También sacó unas píldoras. Morrie las miró y suspiró. Tenía los ojos más hundidos de lo que yo los recordaba, y tenía los pómulos más pronunciados. Aquello le daba un aspecto más severo, más envejecido; hasta que sonreía, naturalmente, y las mejillas flácidas se corrían como cortinas.

– Mitch -dijo en voz baja-, sabes que me estoy muriendo.

– Me he enterado.

– Está bien.

Morrie se tragó las pastillas, dejó el vaso de papel, inspiró hondo y dijo lo que tenía que decir.

– ¿Quieres que te cuente cómo es?

– ¿Cómo es? ¿Morirse?

– Sí -me dijo.

Aunque yo no era consciente de ello, acababa de empezar nuestra última asignatura.

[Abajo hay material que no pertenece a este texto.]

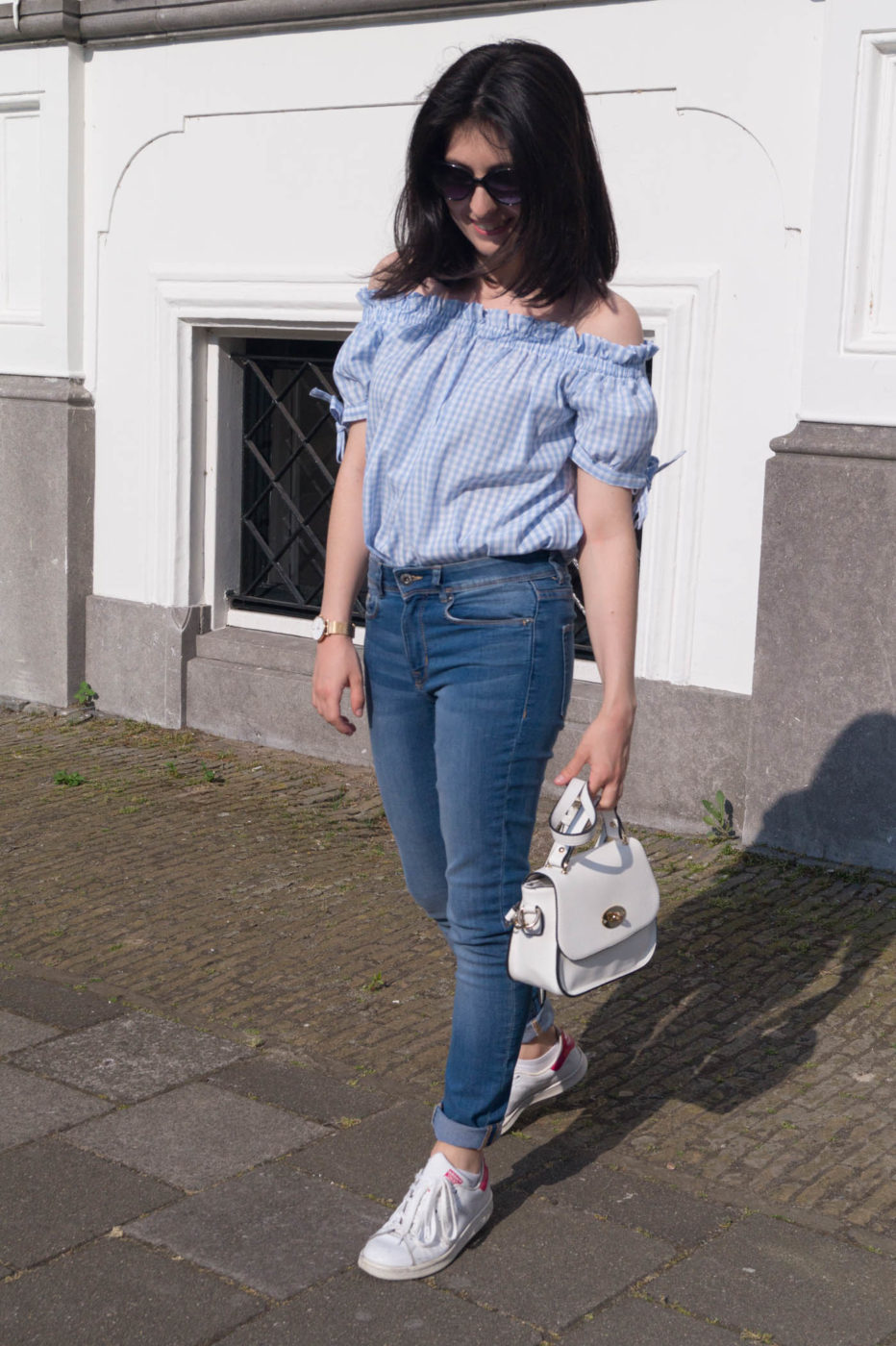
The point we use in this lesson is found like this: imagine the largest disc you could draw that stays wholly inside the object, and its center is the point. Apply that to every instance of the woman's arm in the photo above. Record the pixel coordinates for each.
(609, 568)
(336, 665)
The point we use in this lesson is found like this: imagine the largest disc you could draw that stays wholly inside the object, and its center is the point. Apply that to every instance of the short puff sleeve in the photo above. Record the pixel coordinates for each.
(615, 416)
(351, 372)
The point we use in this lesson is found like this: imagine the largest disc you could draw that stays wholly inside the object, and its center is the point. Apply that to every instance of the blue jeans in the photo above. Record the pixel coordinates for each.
(468, 669)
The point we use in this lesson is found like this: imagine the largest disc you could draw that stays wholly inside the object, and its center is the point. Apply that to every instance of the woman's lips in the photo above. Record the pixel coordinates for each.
(490, 233)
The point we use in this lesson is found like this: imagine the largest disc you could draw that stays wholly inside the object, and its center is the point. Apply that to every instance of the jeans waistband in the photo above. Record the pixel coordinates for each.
(401, 579)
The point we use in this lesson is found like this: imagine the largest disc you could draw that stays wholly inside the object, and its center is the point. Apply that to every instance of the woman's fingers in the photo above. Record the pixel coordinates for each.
(606, 756)
(357, 690)
(336, 670)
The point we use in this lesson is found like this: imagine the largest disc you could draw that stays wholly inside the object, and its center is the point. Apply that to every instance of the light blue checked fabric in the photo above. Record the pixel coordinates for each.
(477, 420)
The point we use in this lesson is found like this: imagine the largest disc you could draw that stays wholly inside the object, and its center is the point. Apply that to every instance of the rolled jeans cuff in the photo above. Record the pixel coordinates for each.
(458, 1134)
(542, 1020)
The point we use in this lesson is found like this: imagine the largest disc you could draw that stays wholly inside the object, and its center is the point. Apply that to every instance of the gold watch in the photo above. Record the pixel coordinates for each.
(320, 629)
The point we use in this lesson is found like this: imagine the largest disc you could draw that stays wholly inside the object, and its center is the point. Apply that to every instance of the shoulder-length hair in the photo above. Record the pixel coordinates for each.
(565, 241)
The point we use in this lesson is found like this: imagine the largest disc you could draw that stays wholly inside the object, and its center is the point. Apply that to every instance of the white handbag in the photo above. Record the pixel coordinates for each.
(585, 918)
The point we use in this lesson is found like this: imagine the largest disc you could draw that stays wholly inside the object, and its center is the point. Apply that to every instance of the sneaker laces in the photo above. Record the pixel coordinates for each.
(428, 1213)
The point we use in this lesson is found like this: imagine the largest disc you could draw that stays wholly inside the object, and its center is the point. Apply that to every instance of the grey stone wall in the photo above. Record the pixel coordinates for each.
(46, 535)
(821, 773)
(137, 657)
(689, 742)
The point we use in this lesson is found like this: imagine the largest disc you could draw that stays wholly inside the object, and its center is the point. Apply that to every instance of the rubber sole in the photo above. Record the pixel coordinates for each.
(435, 1264)
(551, 1090)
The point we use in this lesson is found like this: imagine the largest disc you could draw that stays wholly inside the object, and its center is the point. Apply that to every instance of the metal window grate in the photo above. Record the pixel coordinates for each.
(288, 473)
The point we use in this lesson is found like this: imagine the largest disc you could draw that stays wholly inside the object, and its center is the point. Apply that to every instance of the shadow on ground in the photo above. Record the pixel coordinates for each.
(745, 975)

Es mi primer año de universitario. Morrie es más viejo que la mayoría de los profesores y yo soy más joven que la mayoría de los estudiantes, pues terminé el instituto con un año de adelanto. Para compensar mi juventud en el campus, llevo sudaderas viejas de color gris, practico el boxeo en un gimnasio de la localidad y llevo en la boca un cigarrillo apagado, a pesar de que no fumo. Conduzco un Mercury Cougar destartalado, con las ventanillas bajadas y con la música alta. Busco mi identidad haciéndome el duro; pero lo que me atrae es la suavidad de Morrie, y como él no me trata como si fuera un chico que intenta ser más de lo que es, yo me tranquilizo.

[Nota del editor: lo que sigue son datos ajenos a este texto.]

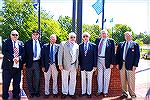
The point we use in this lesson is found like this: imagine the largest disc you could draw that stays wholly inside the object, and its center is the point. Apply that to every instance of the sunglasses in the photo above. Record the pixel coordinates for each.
(14, 34)
(85, 36)
(72, 37)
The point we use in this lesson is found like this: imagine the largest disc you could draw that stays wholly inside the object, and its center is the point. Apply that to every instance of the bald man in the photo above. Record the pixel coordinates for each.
(128, 55)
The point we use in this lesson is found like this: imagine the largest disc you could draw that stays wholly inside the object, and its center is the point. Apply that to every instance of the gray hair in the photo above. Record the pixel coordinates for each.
(72, 34)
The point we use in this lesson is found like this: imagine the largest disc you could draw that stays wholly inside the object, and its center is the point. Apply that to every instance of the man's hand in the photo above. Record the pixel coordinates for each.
(111, 66)
(134, 68)
(61, 67)
(43, 69)
(117, 66)
(16, 60)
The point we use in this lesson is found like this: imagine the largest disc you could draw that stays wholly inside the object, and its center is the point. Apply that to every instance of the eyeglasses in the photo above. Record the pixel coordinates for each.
(85, 36)
(72, 37)
(14, 34)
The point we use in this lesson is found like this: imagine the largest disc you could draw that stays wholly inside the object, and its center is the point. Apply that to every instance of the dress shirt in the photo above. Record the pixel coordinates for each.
(103, 47)
(38, 50)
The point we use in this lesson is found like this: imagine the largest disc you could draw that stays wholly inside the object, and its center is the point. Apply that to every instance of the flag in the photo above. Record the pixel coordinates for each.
(35, 6)
(111, 20)
(98, 6)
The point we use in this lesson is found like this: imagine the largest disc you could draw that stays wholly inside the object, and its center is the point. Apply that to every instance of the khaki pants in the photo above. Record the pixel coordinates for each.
(127, 80)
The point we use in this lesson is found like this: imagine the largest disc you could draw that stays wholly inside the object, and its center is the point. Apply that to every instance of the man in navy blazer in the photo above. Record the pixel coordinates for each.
(128, 55)
(105, 61)
(50, 64)
(13, 51)
(32, 63)
(87, 63)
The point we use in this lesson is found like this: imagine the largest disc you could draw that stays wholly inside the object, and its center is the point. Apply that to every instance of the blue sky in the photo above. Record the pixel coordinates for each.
(134, 13)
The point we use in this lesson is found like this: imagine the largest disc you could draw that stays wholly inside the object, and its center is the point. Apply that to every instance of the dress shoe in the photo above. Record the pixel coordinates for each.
(46, 95)
(73, 96)
(81, 95)
(105, 95)
(55, 95)
(37, 94)
(16, 97)
(123, 96)
(89, 96)
(99, 94)
(63, 96)
(133, 96)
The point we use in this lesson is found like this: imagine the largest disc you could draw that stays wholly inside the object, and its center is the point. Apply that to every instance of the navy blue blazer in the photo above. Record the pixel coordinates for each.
(46, 57)
(29, 52)
(109, 53)
(132, 57)
(90, 60)
(7, 51)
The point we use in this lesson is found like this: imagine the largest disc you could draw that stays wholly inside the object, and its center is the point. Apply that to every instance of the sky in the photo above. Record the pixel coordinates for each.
(134, 13)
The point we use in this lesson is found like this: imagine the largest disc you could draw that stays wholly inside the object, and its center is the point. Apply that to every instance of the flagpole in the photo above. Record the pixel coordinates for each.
(103, 15)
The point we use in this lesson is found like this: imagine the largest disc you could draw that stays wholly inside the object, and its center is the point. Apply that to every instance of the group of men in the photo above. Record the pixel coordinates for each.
(69, 57)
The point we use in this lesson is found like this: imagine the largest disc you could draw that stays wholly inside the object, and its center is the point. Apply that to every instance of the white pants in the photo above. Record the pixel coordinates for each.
(51, 71)
(86, 80)
(103, 76)
(71, 85)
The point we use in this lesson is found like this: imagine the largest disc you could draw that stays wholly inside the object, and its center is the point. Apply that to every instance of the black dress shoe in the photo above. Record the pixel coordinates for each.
(73, 96)
(89, 96)
(16, 97)
(63, 96)
(31, 95)
(55, 95)
(123, 96)
(105, 95)
(37, 94)
(46, 95)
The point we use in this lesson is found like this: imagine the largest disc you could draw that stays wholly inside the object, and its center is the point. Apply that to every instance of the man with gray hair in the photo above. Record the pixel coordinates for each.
(106, 59)
(128, 55)
(68, 64)
(13, 51)
(49, 65)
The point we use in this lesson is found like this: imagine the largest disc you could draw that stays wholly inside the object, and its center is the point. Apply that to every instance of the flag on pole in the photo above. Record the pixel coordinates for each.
(111, 20)
(98, 6)
(35, 6)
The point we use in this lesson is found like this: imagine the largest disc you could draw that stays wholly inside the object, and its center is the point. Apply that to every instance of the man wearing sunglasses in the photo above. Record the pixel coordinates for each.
(68, 63)
(105, 61)
(32, 63)
(13, 51)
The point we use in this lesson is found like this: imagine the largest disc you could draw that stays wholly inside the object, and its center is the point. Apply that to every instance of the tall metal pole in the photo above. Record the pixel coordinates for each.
(79, 21)
(103, 15)
(74, 16)
(39, 29)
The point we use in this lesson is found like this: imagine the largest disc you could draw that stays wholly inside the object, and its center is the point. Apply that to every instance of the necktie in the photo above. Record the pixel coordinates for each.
(35, 49)
(100, 47)
(85, 48)
(16, 51)
(126, 49)
(51, 55)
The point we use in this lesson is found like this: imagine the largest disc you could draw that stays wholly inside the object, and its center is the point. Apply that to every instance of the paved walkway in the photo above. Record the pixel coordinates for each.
(142, 83)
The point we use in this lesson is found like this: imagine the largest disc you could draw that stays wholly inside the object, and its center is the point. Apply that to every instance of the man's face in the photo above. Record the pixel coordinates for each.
(52, 39)
(128, 37)
(14, 36)
(104, 35)
(35, 36)
(72, 39)
(85, 38)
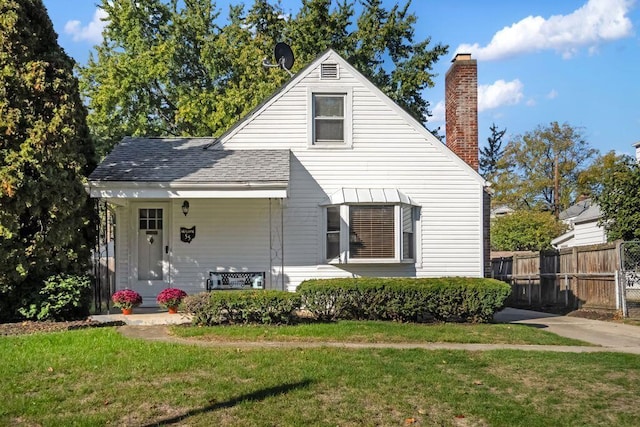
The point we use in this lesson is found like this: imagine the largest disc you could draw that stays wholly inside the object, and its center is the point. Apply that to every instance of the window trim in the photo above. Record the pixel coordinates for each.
(345, 91)
(344, 256)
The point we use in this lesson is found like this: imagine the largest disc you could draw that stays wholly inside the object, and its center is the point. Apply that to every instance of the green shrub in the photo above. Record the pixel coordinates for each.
(199, 306)
(62, 297)
(251, 306)
(403, 299)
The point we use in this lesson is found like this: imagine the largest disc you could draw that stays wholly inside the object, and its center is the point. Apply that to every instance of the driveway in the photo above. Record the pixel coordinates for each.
(616, 336)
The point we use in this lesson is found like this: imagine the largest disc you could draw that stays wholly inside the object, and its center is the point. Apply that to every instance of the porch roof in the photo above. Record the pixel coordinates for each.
(181, 167)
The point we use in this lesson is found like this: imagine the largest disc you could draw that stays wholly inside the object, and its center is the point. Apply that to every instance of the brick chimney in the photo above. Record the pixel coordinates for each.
(461, 98)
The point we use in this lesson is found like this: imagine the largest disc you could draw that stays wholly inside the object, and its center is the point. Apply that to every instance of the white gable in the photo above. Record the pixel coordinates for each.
(283, 120)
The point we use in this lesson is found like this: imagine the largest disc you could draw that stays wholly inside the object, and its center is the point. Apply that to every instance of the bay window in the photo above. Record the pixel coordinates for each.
(370, 233)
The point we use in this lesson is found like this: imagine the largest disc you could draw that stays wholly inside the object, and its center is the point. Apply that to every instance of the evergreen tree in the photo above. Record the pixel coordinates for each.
(176, 68)
(492, 153)
(44, 151)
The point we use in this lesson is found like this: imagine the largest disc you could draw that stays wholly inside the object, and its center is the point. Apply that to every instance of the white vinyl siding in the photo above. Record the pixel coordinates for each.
(387, 152)
(588, 233)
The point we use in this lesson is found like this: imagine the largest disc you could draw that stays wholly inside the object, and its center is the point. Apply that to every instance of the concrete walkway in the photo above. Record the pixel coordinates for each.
(605, 336)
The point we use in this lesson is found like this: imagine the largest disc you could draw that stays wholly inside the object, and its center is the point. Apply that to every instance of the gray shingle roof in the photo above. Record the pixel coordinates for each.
(185, 160)
(576, 209)
(592, 213)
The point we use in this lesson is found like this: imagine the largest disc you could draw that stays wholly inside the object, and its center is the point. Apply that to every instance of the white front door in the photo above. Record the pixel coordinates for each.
(151, 251)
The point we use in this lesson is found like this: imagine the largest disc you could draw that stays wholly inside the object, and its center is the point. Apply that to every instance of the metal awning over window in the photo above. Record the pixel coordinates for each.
(368, 195)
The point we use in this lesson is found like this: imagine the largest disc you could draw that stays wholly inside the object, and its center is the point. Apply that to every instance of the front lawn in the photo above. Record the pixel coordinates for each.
(374, 332)
(97, 377)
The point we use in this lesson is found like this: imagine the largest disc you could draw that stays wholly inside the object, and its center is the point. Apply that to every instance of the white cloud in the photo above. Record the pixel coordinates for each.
(437, 113)
(595, 22)
(499, 93)
(91, 32)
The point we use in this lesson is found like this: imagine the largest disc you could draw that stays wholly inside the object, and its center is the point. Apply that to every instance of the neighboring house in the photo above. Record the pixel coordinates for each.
(327, 178)
(583, 219)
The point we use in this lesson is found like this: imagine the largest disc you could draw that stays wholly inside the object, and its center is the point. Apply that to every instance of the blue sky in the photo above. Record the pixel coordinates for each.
(573, 61)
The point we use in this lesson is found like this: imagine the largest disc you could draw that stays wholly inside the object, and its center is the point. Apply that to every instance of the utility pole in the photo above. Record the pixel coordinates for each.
(556, 186)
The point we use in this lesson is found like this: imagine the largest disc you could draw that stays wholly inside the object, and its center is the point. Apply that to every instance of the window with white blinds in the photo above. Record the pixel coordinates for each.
(328, 118)
(408, 227)
(371, 232)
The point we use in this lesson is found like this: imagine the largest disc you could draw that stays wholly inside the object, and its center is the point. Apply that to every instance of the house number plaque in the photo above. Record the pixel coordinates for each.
(187, 234)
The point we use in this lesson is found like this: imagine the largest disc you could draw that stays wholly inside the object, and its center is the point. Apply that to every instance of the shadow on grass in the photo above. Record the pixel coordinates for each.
(255, 396)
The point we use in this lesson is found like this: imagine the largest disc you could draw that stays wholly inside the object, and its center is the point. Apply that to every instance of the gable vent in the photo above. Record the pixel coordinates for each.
(329, 71)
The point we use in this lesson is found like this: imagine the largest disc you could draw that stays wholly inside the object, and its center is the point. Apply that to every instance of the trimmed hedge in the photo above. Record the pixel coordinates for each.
(457, 299)
(242, 306)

Termino aquella primera asignatura con él y me matriculo en otra. Es generoso con las calificaciones; no le importan mucho las notas. Cuentan que un año, durante la Guerra del Vietnam, dio sobresalientes a todos sus alumnos varones para ayudarles a mantener las prórrogas por estudios.

Empiezo a llamar a Morrie «Entrenador», como solía llamar a mi entrenador de atletismo en el instituto. A Morrie le gusta el mote.

– Entrenador-dice-. Está bien: seré tu entrenador. Y tú puedes ser mi jugador. Puedes jugar a todos los juegos encantadores de la vida para los que yo ya estoy demasiado viejo.

A veces comemos juntos en la cafetería. Morrie, para mi gran consuelo, es todavía una calamidad mayor que yo comiendo. Habla en vez de masticar, se ríe con la boca llena, comunica un pensamiento apasionado a través de un bocado de ensalada de huevo, mientras le salen disparados de los dientes los fragmentos amarillos. Me mata de risa. Durante todo el tiempo que lo he conocido, he tenido dos deseos irresistibles: abrazarlo y darle una servilleta.